L'ultima cosa che volevo, era diventare ulteriore motivo di preoccupazione per chicchessia.
È per questo che voglio rimanere solo.
Parlare non mi fa bene.
Ricordare non mi fa bene.
Sentire la responsabilità della sofferenza altrui non mi fa bene.
Era troppo presto.
In realtà probabilmente sarebbe sempre stato troppo presto per parlarne, ma ció con giustificava tutta l'apprensione che mi si era radunata intorno.
Pure quell'idiota di Anderson aveva tentato di tirarmi fuori di casa con strane scuse e imbarazzanti inviti a cena.
Non ne ho bisogno.
Decisamente no.
Con Molly non ho avuto più cuore di parlare dopo il giorno del funerale.
Povera ragazza.
<< Ho parlato con Mycroft... >>
A quel nome alzai gli occhi verso il mio interlocutore.

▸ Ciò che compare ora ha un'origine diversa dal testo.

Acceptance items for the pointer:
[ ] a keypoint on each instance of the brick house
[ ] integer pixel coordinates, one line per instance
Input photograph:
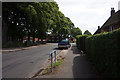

Era riuscito a catturare la mia attenzione.
<< Dice che si occuperà delle spese dell'appartamento se tu, beh si se tu, deciderai di lasciarlo, insomma, non devi... >>
Improvvisamente sbattei un pugno sul tavolo, facendo tintinnare i cucchiaini lasciati all'interno delle tazze.
<< Non è quello... >>
Iniziai scandendo le parole rabbioso. 
<< Che avrebbe voluto lui. >>
Risposi quasi con un ringhio.
<< John... >>
Provó a controbattere Greg.
<< E non è quello che voglio io! >>
Conclusi, inchiodando i miei occhi con decisione ai suoi.
Devono capire.
Devono lasciarmi stare.
O per lo meno se non riescono a capire, devono,
Santo cielo devono rispettare ,
la mia decisone.
Mi rendo conto che questo mia atteggiamento sia probabilmente inutile ed infantile.
Controproducente di sicuro.
Ma so di non stare sbagliando.
Io credo in te Sherlock.
Quindi io non posso.
Non posso abbandonarti.
Non come tu hai fatto con me.
Greg distolse lo sguardo dai miei occhi che si erano fatti freddi come una lastra di marmo.
<< Va bene John, sappi... Sappi solo che è una... Un'opzione... >>
Concluse Greg rassegnato.
Rialzó per un attimo lo sguardo su di me, le spalle basse, il viso tirato.
Non è bello subire lo sguardo della compassione sai Sherlock?
Finimmo le nostre tazze di tea in un imbarazzante silenzio, interrotto solo dal rumore della strada e dal trafficare di Mrs. Hudson al piano di sotto.
Accompagnai Greg alla porta, con la promessa che mi sarei fatto vivo nei prossimi giorni e che avrei provato ad uscire.
Ah... Com'è facile mentire quando si è in preda al dolore!
Tornai al mio posto di fronte alla tazza di tea vuota.
Osservai il fondello come in cerca di qualche risposta.
Ah sono certo che per te sarebbe stata una deduzione così semplice...
Dopotutto, cosa c'era di così difficile da capire?
La verità era una e sola.
Tu sei morto.
Io sono solo.
Di nuovo.
Fissai le piccole pieghe della pelle nera che foderava la poltrona di fronte a me.
La tua dannata poltrona.
Ho pensato tante di quelle volte di gettarla nel fuoco del caminetto...
Talmente tante che non ho osato spostarla di un millimetro.
Sospirai portando una mano a coprirmi gli occhi.
Greg era uscito di casa poche ora fa, ma a me sembravano minuti.
Avvertivo ancora chiaramente la sua presenza "estranea" in quello che era diventato il mio microcosmo personale.
Mi alzai dalla poltrona e mi massaggiai distrattamente la spalla destra.
Non ho mai desiderato tanto che quella pallottola centrasse il bersaglio.